Et si, nous aussi, on se mettait à manger de la féverole ?
En France, la féverole sert aujourd'hui principalement à l'alimentation pour le bétail. Et demain ? (Photo : Bio en Hauts-de-France)

La féverole est une légumineuse uniquement destinée aux bétails. C’est contre cette idée reçue que plusieurs acteurs de la filière tentent de lutter. Bio en Hauts-de-France a organisé, en décembre dernier, un colloque baptisé « L’autonomie protéique en France et en Belgique : quelle place pour la féverole bio ? » Une quarantaine de participants, venus de France mais aussi de Belgique et des Pays-Bas, étaient présents. Lors de cet événement, un atelier était proposé aux participants sur l’avenir de cette plante pour l’alimentation humaine. Sa culture, très intéressante pour les sols, représente 28 % des surfaces cultivées en légumineuses dans les Hauts-de-France. Aujourd’hui, en France, cette légumineuse s’adresse principalement à l’alimentation animale. Mais une réglementation est venue impacter à la baisse les besoins des fabricants d’aliments pour le bétail. L’avenir de la féverole dans le secteur ne passerait-il donc pas par nos assiettes ? Certaines variétés de féveroles, celles de printemps notamment, disposeraient de nombreuses qualités nutritionnelles aussi pour l’homme, grâce à un taux de protéines intéressant. Et il y a de l’espoir car si en France, elle est absente de nos assiettes, cette plante est mangée en grande quantité au Moyen-Orient, notamment en Égypte. Ainsi, plusieurs enjeux se posent selon Eva Coudray, chargée de mission chez Bio en Hauts-de-France : « en plus de combattre l’idée reçue selon laquelle la féverole ne s’adresse qu’aux animaux, il faut également parvenir à développer une culture culinaire grâce à différents produits issus de cette légumineuse, mais également la faire connaître auprès des structures qui la transforment ».

Transformer la féverole

Premier obstacle : la bruche, coléoptère qui colonise la féverole. Si cela ne représente aucun danger pour la santé, l’aspect visuel de ses dégâts reste gênant pour sa commercialisation. D’où l’importance de transformer la féverole pour la commercialiser. D’autant que cela présente un avantage : décortiquer, la féverole voit son taux de protéine augmenter.

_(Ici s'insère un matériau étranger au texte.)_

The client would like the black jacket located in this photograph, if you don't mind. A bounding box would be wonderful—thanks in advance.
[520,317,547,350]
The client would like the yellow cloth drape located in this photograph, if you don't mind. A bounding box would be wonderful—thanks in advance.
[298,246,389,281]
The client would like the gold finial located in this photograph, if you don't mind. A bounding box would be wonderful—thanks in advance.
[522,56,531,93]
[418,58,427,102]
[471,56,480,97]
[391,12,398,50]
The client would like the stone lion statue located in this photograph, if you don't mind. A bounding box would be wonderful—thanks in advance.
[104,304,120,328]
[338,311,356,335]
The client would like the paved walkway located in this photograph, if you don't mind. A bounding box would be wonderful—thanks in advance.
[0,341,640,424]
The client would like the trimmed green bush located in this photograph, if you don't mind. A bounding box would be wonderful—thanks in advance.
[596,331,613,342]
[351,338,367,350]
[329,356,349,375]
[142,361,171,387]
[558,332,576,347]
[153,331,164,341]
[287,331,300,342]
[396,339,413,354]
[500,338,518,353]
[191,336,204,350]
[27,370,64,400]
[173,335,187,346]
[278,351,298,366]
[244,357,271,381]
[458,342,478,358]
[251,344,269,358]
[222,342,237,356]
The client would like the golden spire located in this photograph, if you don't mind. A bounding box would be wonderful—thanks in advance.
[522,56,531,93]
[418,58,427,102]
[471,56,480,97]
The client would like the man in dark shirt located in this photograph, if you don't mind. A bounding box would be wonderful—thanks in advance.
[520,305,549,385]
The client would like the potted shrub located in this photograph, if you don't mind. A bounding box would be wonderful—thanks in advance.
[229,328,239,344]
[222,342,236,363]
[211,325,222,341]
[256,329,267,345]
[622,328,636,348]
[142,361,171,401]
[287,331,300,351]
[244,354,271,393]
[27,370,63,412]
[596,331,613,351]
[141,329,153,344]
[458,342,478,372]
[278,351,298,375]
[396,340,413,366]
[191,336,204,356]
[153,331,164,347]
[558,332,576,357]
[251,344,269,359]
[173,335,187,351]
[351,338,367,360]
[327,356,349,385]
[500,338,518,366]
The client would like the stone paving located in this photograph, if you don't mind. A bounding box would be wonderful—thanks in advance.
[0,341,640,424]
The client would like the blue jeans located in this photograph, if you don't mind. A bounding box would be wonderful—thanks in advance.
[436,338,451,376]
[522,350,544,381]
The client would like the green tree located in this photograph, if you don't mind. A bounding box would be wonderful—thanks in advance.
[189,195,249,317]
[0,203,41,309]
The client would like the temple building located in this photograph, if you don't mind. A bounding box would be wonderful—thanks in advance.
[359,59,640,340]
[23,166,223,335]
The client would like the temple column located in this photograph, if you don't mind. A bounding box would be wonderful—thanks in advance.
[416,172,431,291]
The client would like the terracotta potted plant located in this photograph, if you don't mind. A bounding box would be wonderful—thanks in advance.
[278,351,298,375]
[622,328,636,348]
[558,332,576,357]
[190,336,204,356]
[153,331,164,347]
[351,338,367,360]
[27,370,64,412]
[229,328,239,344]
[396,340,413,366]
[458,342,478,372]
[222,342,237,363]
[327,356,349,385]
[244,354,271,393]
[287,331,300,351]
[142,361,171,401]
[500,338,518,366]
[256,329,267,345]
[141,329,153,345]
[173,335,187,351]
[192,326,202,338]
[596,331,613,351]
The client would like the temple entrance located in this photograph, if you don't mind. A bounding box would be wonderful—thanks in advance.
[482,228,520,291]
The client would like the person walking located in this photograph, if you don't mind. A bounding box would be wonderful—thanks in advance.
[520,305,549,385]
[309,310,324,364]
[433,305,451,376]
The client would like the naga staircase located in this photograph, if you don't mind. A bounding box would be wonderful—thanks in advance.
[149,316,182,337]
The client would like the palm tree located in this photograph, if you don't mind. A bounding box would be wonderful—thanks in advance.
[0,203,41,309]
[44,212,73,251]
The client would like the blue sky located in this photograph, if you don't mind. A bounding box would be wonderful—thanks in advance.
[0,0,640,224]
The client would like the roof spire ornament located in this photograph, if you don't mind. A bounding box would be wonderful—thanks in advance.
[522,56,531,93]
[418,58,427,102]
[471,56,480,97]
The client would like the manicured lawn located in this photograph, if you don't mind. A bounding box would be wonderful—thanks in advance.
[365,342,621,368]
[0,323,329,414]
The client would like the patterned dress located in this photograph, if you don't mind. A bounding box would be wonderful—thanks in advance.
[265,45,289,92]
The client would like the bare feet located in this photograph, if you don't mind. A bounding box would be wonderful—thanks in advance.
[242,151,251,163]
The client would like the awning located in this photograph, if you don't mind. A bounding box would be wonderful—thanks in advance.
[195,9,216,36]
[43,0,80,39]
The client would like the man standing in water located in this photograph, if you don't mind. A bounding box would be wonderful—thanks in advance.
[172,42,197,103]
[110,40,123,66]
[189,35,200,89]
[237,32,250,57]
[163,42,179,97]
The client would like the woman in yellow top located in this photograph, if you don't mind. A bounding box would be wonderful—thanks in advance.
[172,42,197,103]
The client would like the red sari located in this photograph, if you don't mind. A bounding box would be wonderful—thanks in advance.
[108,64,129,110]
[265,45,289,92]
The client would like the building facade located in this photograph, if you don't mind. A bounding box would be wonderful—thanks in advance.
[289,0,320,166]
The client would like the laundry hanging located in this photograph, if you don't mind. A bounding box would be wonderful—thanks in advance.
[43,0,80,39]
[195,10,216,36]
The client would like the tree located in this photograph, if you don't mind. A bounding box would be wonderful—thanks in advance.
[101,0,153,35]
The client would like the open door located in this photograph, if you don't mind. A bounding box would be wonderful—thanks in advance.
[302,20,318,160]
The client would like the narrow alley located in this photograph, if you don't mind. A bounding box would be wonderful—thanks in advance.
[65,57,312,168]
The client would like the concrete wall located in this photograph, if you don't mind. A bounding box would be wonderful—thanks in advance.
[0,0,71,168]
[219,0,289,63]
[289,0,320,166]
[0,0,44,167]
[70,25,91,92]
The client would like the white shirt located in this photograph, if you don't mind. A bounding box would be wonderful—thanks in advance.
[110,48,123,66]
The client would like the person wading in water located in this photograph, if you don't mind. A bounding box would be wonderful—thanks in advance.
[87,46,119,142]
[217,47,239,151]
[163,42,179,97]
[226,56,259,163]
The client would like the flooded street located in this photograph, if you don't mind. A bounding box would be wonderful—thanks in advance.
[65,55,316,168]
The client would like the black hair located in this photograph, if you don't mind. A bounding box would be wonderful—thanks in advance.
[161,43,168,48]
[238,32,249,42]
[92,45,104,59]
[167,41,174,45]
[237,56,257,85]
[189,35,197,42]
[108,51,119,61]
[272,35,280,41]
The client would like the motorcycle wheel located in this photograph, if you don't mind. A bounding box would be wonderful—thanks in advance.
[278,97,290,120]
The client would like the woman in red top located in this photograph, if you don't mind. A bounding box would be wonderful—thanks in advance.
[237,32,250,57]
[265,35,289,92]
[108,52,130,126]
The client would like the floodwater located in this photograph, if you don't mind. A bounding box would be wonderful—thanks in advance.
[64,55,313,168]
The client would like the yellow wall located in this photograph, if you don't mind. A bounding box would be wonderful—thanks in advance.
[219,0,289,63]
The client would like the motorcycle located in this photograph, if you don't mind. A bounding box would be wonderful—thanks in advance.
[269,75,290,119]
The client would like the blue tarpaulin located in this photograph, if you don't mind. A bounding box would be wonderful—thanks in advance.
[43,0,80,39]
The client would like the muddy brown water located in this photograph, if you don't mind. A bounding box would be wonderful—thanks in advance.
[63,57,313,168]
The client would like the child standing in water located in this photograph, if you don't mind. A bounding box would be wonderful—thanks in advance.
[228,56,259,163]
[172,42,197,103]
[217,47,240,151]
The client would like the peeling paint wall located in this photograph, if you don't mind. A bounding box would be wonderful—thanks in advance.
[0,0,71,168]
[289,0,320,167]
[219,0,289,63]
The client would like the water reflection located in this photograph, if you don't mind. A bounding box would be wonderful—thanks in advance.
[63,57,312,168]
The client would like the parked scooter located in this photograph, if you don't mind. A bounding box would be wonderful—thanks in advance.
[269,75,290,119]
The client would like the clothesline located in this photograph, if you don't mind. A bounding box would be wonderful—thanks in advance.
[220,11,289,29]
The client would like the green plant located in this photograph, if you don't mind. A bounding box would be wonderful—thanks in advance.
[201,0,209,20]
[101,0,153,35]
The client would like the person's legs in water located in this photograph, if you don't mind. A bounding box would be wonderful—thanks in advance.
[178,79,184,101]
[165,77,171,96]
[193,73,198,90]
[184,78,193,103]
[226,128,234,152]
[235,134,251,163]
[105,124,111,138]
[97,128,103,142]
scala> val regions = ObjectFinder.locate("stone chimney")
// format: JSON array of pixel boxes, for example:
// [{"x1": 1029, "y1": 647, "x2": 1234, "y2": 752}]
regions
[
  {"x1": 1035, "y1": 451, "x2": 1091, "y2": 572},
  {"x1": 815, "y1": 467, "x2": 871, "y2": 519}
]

Plusieurs acteurs de la filière testent déjà des choses à l’image de Jérôme Hochin, agriculteur bio à Fosseux (Pas-de-Calais). Ce dernier la transforme en farine dans sa meunerie. Une farine qu’Aurore Blancheteau, ingénieur en agroalimentaire reconvertie dans la cuisine, a utilisée dans plusieurs recettes. La jeune femme y voit une bonne alternative au soja et au pois chiche : « C’est une plante intéressante. Visuellement et gustativement, cela ressemble à la farine de pois chiche. C’est assez onctueux avec une texture agréable en bouche », détaille-t-elle. Cette dernière l’a incorporé dans des recettes de blinis et de pancakes salés, avec un mélange d’épices comme dans la tradition orientale. « Cela fonctionne bien ! Mais à la condition d’associer la farine de féverole avec une autre farine comme celle de quinoa, de souchet ou pourquoi pas de blé ancien, car sinon ça s’émiette. » Et du point de vue nutritionnel, la féverole a aussi des avantages : « En manger permet de varier l’apport des vitamines, notamment de la B9 ». Et de conclure : « Il y a de belles perspectives pour la féverole, notamment pour l’alimentation végétarienne, mais aussi pour les régimes sans gluten, puisqu’elle n’en contient pas. Ce n’est pas toujours facile de trouver des plats végétariens et surtout de se diversifier, la féverole pourrait être une solution à cette difficulté ».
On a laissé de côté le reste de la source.